Nah, ketika keluarga saya ingin mengambil langkah yang berbeda dengan menghomeschoolingkan anak di tahun 2016, kami juga banyak galaunya. Mengingat ini jalan baru yang benar-benar berbeda, kami mencari komunitas untuk penguatan, istilahnya tuh bareng-barena aja biar belajarnya sambil jalan lihat yang sudah duluan di dunia homeschooling.
Alhamdulillah, akhirnya kami merapat ke komunitas Rumah Inspirasi di Jakarta Timur. Dan, sampai hari ini kami masih tetap menjalankan homeschooling mandiri. Anak tertua kami, Adiva usianya sekarang 23 tahun, sekarang ini dia bekerja sebagai illustrator dan animator melalui skill ilustrasi, animasi dan menulis yang dimilikinya. Sedangkan si adiknya, Aliyah, usianya 15 tahun, saat ini masih fokus pada bidang ilustrasi dan bahasa. Syukurnya, kedua anak kami memang kuat di bidang seni, sehingga rasa-rasanya jalur homeschooling ini memang langkah yang tepat untuk bakat dan minat mereka.
Pagi ini, saya membuka kembali catatan sewaktu mengikuti sharing Rumah Inspirasi tentang kualitas anak homeschooler yang tergantung pada orang tuanya, seberapa ngotot orang tuanya pada target-target yang telah ditentukan sendiri. Kualitas pendidikan anak - hal inilah yang membuat orang tua homescholler itu mesti siap lahir batin untuk repot dan capek.
Bener juga ya, bayangin saja, sudah tentu lebih enak menyekolahkan anak yang tinggal diantar ke sekolah setiap hari, setelah anak diantar, orang tua bisa fokus bekerja atau beristirahat, lalu orang tua juga tidak perlu belajar materi yang sedang dipelajari anak atau yang kira-kira akan dibutuhkan oleh anak di masa depan, sudah cukup menyerahkan pada pihak sekolah saja untuk memikirkan tahapan demi tahapan yang perlu dipelajari dan dikuasai anaknya, lah kok malah milih menghomeschoolingkan anak. Ya, jelas sajalah orang tua homeschooler itu wajib susah dan repot. Hahahaha, betul-betul. Repot mikir, sekaligus eksekusi. Belum lagi mencari jalan alternatif agar biayanya masuk dalam budget keuangan keluarga.
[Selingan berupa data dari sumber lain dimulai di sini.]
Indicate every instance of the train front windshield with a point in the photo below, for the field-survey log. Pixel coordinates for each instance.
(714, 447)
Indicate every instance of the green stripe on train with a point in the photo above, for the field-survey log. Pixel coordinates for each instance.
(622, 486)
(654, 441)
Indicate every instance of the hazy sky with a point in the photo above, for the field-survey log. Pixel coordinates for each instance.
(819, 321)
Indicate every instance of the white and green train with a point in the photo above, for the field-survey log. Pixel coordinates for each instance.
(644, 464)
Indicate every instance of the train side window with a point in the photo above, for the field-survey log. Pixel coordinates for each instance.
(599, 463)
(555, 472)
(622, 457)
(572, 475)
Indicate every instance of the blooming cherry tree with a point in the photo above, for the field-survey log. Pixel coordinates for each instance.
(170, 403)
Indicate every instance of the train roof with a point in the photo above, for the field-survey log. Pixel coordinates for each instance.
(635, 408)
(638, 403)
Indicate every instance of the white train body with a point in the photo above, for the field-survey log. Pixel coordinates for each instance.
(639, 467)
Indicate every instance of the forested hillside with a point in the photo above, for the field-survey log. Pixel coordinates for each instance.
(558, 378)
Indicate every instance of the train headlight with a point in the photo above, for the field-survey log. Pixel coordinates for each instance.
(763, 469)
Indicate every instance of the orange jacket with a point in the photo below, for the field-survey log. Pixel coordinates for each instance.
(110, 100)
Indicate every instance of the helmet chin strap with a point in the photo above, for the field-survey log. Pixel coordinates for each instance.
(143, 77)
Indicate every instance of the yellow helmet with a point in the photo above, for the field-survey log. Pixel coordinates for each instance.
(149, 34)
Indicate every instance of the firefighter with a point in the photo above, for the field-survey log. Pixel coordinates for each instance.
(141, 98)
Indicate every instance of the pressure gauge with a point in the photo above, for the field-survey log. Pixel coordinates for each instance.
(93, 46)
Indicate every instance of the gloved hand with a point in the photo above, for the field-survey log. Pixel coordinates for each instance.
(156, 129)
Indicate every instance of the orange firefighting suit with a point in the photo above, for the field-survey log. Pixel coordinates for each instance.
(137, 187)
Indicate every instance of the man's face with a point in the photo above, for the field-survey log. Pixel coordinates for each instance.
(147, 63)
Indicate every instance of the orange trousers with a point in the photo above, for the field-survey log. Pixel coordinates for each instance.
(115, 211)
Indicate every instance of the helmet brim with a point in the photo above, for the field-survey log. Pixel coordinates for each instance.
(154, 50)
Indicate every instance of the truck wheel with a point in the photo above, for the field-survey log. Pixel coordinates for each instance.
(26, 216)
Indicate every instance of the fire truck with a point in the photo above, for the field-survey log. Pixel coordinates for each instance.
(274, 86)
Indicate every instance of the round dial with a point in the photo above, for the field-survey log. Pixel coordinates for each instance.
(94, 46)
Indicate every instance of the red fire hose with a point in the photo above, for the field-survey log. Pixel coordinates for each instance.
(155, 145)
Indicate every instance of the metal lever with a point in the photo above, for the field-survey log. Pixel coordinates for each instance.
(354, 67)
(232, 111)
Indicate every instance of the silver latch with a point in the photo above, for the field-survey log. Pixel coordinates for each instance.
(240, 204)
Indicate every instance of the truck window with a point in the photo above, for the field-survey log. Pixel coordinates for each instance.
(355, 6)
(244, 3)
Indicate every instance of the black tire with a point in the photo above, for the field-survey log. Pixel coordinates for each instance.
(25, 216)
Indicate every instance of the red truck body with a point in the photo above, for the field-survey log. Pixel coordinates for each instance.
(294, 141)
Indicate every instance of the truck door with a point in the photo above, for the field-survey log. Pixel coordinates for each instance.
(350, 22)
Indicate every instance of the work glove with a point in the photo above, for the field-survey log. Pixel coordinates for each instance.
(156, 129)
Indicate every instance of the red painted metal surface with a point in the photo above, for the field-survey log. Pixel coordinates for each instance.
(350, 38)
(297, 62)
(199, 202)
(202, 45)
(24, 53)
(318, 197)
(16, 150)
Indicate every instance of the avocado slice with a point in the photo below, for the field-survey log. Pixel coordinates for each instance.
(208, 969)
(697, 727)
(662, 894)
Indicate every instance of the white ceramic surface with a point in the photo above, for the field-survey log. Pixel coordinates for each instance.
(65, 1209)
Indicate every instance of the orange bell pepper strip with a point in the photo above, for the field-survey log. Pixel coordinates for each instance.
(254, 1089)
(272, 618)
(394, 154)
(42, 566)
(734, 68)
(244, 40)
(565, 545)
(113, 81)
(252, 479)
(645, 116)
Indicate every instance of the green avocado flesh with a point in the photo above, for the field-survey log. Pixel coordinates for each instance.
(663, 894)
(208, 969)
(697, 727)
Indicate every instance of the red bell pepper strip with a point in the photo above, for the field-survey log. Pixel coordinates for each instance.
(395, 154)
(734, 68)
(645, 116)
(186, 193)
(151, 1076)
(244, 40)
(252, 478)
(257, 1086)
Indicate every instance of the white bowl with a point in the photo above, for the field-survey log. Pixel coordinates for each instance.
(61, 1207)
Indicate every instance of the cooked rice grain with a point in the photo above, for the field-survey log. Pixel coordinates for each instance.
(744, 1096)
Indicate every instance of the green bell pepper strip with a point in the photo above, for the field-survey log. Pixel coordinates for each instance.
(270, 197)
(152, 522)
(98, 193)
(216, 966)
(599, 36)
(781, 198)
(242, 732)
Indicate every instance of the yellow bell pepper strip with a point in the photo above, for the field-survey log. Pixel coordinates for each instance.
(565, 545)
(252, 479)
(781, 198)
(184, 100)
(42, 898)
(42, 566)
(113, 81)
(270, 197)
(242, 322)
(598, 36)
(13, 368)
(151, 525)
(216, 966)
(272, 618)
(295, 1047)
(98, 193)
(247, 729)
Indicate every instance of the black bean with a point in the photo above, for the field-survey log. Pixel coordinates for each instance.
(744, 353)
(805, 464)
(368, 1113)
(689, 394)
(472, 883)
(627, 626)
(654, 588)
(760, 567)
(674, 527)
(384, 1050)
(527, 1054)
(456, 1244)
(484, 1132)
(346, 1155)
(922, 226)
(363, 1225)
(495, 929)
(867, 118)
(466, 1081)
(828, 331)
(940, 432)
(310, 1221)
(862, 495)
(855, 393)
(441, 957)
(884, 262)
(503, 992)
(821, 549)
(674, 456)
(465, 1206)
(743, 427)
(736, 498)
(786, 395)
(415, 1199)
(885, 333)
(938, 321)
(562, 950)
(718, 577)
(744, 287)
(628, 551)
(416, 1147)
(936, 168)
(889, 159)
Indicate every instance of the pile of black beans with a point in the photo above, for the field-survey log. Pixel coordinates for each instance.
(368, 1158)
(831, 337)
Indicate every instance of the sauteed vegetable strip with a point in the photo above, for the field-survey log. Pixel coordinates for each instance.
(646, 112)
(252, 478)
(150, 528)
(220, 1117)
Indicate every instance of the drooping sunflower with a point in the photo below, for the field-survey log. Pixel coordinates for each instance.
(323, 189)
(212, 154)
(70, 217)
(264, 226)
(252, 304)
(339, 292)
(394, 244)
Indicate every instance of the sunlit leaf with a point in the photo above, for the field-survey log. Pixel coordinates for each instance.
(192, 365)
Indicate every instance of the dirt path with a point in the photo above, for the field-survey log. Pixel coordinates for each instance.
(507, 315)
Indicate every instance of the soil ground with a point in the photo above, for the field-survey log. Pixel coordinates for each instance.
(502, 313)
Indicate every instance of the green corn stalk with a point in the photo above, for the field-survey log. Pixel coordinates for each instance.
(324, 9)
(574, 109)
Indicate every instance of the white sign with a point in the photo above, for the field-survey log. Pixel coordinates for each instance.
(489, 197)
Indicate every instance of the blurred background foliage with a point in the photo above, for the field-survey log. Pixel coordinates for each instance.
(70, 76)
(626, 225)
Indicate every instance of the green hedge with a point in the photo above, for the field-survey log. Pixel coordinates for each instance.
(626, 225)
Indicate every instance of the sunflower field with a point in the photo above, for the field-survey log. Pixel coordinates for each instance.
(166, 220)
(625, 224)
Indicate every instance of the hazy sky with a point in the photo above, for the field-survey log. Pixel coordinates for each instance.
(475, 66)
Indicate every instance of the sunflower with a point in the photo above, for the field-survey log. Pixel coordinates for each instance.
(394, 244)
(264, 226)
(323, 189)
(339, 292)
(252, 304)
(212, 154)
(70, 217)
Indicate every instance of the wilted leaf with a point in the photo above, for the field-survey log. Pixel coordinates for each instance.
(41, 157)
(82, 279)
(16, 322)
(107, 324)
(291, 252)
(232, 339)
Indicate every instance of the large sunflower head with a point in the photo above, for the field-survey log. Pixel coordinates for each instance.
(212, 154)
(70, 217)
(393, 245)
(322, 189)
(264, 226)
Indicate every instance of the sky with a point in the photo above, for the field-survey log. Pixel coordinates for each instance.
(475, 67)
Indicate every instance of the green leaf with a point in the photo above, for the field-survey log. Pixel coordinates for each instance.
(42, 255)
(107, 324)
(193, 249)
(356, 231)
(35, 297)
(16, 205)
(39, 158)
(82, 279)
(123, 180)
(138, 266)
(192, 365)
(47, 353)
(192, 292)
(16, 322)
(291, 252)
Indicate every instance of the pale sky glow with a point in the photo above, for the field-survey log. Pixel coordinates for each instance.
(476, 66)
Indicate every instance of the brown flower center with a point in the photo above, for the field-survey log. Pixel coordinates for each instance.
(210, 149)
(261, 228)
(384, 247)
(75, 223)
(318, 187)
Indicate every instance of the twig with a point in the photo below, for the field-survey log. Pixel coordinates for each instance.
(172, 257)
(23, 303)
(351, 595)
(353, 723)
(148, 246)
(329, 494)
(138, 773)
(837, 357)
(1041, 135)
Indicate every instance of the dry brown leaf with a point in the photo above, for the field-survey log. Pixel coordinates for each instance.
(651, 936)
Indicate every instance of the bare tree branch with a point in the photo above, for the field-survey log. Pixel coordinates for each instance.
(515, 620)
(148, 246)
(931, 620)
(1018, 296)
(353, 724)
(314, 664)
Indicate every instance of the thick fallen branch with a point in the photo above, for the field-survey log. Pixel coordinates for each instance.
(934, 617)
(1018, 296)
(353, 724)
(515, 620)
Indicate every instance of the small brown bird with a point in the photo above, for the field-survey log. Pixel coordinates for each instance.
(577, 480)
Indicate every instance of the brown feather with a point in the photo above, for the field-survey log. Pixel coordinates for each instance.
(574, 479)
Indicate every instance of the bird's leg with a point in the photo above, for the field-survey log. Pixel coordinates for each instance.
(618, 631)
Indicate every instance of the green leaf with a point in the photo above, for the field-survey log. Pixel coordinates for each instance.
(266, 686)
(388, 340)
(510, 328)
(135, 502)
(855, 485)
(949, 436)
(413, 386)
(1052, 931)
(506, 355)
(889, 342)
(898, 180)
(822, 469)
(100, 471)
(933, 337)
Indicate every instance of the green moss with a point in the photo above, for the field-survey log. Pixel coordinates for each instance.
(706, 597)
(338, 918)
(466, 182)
Tahun 2024 - sudah masuk tahun ke-8 saya menjadi orang tua homeschooler. Dalam perjalanannya, saya dan suami seringkali bertanya kepada diri sendiri, maunya apa, output seperti apa yang diinginkan, jangan sampai masa depan anak dipertaruhkan karena semua keputusan ini pasti ada konsekuensinya. Dalam homeschooling, orang tua yang pegang kendali, semuanya dibebaskan, semuanya boleh dipelajari, namun tentu saja ketika kebebasan diberikan, yang hadir justru malah bukannya kemerdekaan tapi kebingungan, mana satu yang mau dtekuni dan ditingkatkan kualitasnya dalam waktu yang terbatas.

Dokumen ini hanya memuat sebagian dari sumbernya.